Novel, roman, dan cerpen merupakan ragam sastra yang banyak dinikmati oleh pembaca karena selain mudah dipahami, bentuk prosa tersebut mengangkat peristiwa seputar kehidupan manusia dalam dunia nyata. Pada novel ataupun roman, topik yang diangkat biasanya berdasarkan ragam tema yang sesuai serta populer pada masanya. Ia juga mengungkapkan suatu cerita yang berkaitan dengan peristiwa berlatarkan kehidupan manusia di alam nyata, hingga pada akhinya ide, pemikiran, gagasan, sindiran, dan kritik yang dituangkan pada novel ataupun roman itu dapat diresapi dengan baik oleh pembaca.

Salah satu karya sastra yang mengangkat tema poskolonialisme adalah kumpulan cerpen Teh dan Pengkhianat karya Iksaka Banu yang diterbitkan pada tahun 2019 oleh Kepustakaan Populer Gramedia (KPG). Melalui cerpen-cerpen di dalamnya, Iksaka Banu mengajak pembaca untuk masuk ke masa penjajahan era kolonial Hindia Belanda. Bentuk fiksi-fiksinya dikemas dengan alur yang mudah dicerna. Selain itu, pesan yang disampaikan dapat menjadi jembatan bagi pembaca untuk mengenal sejarah dan kehidupan bangsa Indonesia pada saat penjajahan kolonial. Tokoh-tokoh yang ditampilkan dalam ceritanya mengambil sudut pandang dari pihak Belanda. Pembahasan mengenai bangsa Indonesia yang sedang terjajah dalam kumpulan cerpen itu secara tidak langsung menghadirkan jejak-jejak kolonial dalam segi ekonomi, budaya, politik, dan sastra sehingga relevan untuk dikaji menggunakan teori poskolonial.
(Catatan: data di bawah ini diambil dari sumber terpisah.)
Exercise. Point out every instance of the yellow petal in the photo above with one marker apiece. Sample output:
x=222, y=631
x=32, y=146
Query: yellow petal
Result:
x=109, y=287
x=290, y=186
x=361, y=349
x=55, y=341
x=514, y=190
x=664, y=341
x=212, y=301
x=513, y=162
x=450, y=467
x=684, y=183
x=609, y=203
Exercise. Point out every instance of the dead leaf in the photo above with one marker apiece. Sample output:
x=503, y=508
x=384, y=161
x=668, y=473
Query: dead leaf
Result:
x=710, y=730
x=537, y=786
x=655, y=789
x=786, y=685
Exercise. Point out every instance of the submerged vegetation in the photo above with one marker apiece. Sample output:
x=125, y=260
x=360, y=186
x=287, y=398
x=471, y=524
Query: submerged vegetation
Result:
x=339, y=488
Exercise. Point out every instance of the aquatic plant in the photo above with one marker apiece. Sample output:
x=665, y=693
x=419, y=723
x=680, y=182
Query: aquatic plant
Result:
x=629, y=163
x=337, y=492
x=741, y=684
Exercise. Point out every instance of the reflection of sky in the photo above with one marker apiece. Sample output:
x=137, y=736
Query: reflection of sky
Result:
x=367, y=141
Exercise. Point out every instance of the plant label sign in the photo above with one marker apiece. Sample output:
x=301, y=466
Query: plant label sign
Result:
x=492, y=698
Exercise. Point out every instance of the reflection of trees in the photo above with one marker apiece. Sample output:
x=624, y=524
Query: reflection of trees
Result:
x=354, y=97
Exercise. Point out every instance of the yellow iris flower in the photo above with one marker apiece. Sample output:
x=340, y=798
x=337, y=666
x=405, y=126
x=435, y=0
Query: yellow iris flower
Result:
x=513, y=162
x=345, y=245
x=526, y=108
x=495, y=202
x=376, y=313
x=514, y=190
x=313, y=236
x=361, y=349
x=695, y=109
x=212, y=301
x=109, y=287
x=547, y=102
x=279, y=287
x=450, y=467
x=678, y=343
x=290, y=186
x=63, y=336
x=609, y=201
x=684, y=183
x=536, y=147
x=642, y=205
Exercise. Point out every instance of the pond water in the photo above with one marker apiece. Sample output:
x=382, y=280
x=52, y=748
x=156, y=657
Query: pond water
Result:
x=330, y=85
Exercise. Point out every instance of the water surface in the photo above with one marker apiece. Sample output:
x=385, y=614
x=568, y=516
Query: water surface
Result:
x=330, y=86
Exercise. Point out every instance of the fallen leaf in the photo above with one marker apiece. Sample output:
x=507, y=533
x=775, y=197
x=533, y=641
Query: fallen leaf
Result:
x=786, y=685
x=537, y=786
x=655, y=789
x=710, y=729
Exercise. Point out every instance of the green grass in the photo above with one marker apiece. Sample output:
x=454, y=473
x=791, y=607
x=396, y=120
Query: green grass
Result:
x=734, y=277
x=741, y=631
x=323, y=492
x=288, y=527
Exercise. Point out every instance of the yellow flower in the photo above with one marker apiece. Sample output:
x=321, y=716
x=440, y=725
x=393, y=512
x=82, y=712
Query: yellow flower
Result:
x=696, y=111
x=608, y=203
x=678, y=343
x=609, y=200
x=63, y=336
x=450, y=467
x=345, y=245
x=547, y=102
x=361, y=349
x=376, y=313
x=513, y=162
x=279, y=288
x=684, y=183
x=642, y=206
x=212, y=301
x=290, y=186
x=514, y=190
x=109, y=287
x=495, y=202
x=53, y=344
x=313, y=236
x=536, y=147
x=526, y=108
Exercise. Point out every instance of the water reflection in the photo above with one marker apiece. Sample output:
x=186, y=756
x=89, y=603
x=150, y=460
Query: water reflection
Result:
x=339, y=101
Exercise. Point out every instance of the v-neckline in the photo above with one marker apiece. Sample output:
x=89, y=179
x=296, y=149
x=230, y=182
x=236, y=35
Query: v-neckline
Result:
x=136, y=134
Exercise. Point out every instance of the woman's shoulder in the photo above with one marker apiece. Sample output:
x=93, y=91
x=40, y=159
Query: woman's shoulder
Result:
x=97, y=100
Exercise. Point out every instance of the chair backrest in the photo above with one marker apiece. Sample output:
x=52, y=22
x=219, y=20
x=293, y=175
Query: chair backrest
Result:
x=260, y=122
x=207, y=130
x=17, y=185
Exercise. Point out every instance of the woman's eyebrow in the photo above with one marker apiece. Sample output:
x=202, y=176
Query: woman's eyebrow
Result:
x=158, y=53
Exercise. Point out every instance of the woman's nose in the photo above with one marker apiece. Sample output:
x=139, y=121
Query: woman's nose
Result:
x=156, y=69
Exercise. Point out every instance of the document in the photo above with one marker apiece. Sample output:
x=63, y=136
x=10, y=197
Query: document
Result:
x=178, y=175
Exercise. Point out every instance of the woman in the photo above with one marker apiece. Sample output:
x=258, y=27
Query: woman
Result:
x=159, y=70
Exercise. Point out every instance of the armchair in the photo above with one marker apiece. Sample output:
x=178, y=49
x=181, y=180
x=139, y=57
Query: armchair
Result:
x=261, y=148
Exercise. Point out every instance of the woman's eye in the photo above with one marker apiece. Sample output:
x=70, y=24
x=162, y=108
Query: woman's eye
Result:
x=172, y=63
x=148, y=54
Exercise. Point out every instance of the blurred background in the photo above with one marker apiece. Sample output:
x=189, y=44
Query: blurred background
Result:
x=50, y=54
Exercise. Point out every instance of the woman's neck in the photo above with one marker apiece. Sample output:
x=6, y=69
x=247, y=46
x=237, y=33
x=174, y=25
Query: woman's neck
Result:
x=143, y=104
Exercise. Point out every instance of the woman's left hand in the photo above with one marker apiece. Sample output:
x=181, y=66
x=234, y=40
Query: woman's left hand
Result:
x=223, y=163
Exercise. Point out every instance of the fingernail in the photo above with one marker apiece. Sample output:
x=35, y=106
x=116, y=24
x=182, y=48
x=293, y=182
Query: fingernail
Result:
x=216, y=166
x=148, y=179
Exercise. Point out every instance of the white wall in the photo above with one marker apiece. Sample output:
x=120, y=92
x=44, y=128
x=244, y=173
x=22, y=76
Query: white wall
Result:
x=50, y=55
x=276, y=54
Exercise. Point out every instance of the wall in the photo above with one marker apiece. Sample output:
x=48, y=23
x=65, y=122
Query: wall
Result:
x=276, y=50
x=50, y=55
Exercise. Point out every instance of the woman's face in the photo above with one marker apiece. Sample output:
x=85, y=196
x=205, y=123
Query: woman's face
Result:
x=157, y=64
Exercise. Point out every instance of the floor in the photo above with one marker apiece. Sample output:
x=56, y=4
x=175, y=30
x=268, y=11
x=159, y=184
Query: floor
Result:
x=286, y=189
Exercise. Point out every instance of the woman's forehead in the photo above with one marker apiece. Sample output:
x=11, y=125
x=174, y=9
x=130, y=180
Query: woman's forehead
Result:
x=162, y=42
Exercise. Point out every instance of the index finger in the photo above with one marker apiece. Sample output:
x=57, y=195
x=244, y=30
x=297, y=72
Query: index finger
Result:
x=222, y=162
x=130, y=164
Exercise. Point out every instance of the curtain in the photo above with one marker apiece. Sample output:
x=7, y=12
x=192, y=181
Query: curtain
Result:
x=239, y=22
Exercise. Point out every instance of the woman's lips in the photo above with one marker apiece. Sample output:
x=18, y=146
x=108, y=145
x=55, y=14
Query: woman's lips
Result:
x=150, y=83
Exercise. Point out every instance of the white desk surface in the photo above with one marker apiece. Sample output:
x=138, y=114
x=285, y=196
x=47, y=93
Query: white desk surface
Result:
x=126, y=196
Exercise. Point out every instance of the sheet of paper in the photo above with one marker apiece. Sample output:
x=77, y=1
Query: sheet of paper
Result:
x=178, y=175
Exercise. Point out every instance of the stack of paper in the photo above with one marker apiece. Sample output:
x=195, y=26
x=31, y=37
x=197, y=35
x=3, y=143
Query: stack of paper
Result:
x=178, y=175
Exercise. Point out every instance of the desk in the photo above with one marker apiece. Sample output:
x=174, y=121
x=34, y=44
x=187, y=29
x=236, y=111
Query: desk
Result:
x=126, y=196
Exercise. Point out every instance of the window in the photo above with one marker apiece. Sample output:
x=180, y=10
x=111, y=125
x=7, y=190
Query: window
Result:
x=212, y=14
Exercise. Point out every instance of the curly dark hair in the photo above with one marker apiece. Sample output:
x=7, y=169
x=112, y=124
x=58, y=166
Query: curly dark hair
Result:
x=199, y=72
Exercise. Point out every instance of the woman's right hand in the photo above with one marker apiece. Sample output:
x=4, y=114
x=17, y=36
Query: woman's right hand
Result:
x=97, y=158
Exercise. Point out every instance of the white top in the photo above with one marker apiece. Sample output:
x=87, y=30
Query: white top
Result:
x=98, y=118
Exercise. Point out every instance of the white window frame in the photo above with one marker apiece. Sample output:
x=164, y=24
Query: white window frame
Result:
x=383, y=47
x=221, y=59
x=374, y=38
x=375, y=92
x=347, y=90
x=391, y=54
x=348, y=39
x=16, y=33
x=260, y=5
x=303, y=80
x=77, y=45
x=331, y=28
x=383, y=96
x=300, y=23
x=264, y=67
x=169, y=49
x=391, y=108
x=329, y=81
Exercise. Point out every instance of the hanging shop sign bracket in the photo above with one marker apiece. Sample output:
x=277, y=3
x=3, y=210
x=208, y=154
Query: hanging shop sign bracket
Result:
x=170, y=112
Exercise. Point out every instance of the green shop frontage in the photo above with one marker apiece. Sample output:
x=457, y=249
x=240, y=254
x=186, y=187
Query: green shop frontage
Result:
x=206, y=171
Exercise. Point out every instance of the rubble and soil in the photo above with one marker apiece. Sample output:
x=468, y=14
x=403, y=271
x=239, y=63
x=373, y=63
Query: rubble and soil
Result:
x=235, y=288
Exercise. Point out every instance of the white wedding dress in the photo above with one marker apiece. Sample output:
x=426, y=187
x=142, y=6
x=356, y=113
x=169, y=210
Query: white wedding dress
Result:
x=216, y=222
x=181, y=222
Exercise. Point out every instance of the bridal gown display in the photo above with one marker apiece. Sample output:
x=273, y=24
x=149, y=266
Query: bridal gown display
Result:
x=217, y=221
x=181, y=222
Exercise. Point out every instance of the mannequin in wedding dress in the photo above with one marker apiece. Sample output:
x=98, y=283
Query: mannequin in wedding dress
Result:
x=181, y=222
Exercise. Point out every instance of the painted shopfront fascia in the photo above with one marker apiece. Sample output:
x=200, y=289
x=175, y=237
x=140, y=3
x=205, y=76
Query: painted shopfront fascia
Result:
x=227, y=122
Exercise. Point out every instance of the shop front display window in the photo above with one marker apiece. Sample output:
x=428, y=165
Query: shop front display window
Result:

Pembahasan pada teori poskolonial ini kemudian dibagi menjadi tiga subbagian, yakni mimikri, hibriditas, dan ambivalensi.

Mimikri dalam Kumpulan Cerpen Teh dan Pengkhianat

Konsep mimikri adalah sebuah peniruan oleh sekelompok pribumi terhadap bangsa Eropa (kolonial Belanda), terutama terkait dengan gaya hidup. Berikut adalah bentuk-bentuk mimikri yang termuat dalam kumpulan cerpen Teh dan Pengkhianat karya Iksaka Banu.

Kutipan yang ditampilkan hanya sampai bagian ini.